Spirituality of the Record Store

When I was younger I worked exactly one block from my favorite local CD store. It was a dangerous time for my bank account. This was the first time in my life I made enough money to feel I had real, honest to goodness “disposable” income. My CD collection ballooned. I regularly checked the bins, where used & new alike were co-mingled, for cheap copies of albums by Jackson Browne, AC/DC, Keith Jarrett, Lip Zipman,  Brad Mehldau, which I did not yet own. The soundtrack to that part of my life was a complex mixture of the recent arrivals in the used rock, jazz, and classical bins.

After my father died I found I could not listen to music with lyrics. I found myself on an almost daily basis rummaging through the classical section. It was during this time that I first spent many hours with the Schubert lieder, the Chopin etudes, Debussy’s music for two pianos, and a host of other areas of the canon which I had not yet explored. One lucky week I was the beneficiary of an unknown lost soul who’d felt it necessary to sell his complete collection of Schubert piano sonatas as recorded by Andras Schiff. Another week I, for similar reasons, found myself the owner of a large number of the Mozart piano concertos as recorded by Murray Perahia and the English Chamber Orchestra. These recordings became the soundtrack of my grief. When I broke down in tears while stuck in traffic I could rely on Emmanuel Ax and Yo Yo Ma to get me home. I spent hours laying on my folded up futon listening to cadenzas which seemed the only way out of a very dark place.

The record store has always been a place where I search for meaning. In my mid and late twenties I spent hours walking up and down aisles, making on-the-spot calls to a friend for a quick check of the Penguin Guide, looking for a recording or artist which I felt would surely answer all my questions about life. There were long periods where I would not go into record stores because I felt confident that I had found my own niche in music, the best style for me to play and through which to experience life. Those periods of confidence always ebbed away, and without warning I would find myself traversing the familiar grimy carpet looking for… something.

My practice of looking for meaning at the record store stopped three years ago, when I started divinity school. But in the past few weeks I have been back to my local store. It has been a rough semester, and I have found myself back in the place I most often look for meaning. Given that I am studying religion one might think that would be the church or the zendo; it is, instead, the music store. After three years away I find I have a new perspective on what I am doing there. I see that I am negotiating my internal state of being with the external world. I am not so much looking for The Truth as opposed to A Truth for My Moment. In reflecting on the time when my father died I see that this is exactly what I was doing – finding a musical match for a specific moment. This is not about any sort of Ultimate Truth, but rather a way of coming to know myself. It is a spiritual practice. [Note: I am wary of making ‘shopping’ of any variety into a spiritual practice. Even when I do not leave the store with a recording, the activity of discernment has still occurred.]
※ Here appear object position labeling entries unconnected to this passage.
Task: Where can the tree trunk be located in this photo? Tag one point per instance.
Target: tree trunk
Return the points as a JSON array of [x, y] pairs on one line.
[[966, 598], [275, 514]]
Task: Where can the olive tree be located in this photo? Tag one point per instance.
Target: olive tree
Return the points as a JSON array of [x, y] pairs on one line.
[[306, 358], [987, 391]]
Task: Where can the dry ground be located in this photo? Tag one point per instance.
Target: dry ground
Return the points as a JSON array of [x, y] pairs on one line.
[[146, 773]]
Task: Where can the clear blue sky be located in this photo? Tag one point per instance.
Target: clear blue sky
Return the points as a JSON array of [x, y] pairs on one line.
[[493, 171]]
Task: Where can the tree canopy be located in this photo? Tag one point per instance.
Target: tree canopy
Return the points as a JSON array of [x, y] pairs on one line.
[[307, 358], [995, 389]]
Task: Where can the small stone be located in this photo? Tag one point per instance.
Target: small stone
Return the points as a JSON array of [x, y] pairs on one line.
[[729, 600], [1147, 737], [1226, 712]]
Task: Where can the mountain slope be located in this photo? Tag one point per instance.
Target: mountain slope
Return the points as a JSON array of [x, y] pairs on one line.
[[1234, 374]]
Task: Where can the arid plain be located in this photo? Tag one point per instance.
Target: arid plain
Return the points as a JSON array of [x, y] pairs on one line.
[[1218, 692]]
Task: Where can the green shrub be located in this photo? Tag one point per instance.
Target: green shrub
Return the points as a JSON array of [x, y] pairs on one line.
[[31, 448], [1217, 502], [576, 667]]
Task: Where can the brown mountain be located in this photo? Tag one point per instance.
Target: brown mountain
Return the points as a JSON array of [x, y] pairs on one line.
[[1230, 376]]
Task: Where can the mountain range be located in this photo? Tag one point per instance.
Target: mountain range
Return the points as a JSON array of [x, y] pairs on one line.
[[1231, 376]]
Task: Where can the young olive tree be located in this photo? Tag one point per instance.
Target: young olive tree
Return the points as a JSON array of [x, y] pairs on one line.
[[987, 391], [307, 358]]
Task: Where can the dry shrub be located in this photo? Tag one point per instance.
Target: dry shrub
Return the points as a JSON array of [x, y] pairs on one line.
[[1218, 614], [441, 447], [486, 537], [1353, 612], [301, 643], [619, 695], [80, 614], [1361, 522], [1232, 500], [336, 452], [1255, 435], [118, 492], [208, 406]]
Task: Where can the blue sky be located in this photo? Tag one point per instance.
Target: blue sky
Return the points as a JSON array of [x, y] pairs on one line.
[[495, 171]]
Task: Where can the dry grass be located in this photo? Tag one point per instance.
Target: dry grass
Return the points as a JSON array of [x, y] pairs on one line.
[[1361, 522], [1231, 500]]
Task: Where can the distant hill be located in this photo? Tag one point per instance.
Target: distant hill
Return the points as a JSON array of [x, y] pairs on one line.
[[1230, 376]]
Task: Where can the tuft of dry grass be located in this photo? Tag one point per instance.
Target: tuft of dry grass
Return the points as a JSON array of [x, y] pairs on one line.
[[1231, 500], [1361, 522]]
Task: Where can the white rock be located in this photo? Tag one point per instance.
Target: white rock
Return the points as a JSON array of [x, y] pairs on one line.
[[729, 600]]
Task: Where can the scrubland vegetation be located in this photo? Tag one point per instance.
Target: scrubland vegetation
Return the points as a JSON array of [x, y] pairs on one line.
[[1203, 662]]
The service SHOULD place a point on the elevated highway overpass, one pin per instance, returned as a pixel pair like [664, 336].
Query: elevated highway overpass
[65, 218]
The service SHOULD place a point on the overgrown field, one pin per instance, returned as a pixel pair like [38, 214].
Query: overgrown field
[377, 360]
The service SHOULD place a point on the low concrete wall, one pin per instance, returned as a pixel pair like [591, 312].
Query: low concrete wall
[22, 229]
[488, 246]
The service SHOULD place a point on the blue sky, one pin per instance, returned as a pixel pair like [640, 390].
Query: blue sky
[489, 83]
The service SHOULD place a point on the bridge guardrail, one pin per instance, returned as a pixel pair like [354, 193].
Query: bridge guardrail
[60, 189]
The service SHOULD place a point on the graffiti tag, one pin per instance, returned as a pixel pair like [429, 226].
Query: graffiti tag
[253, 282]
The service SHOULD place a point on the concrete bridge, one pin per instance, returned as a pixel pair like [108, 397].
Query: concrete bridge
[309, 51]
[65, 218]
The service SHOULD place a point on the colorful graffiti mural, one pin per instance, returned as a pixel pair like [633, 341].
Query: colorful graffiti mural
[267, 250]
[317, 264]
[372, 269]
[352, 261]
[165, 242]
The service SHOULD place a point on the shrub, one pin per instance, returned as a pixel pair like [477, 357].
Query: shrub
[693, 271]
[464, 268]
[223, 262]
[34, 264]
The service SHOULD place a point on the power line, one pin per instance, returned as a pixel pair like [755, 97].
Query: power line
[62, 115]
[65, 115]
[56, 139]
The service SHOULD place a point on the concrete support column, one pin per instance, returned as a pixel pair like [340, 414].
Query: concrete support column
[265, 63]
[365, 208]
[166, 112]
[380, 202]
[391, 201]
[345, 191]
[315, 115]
I worry that the ‘death of the record store’ is the death of a sacred space. The record store is where people and music intersect in a million different ways. Surfing online music retailers is not the same. It is a different and often valuable experience, but it is not the same. The embodied sensation of walking around the store, passing other bodies-in-motion, is a vital part of this experience. Hearing the music chosen by the staff is a vital part of this experience. How fun is it to hear something you like and know a record store employee likes it too? How fun is it also to absolutely hate what they are playing and feel superior in taste to these professional purveyors of music? Rather than knowing I am not alone by the all-time download count of an online retailer I would rather know I am not alone by seeing others out in search as well. When I see others doing the same thing, I know that I am not the only one searching for connection, for meaning, for truth.

2 Responses to “Spirituality of the Record Store”

  1. ralph Says:
    March 29th, 2013 at 7:01 am

    I have my Penguin Guide ready, always on call.

  2. ralph Says:
    March 29th, 2013 at 7:03 am

    …And in my e-mail this morning, just above your note – “Great deals on CDs from Amazon.”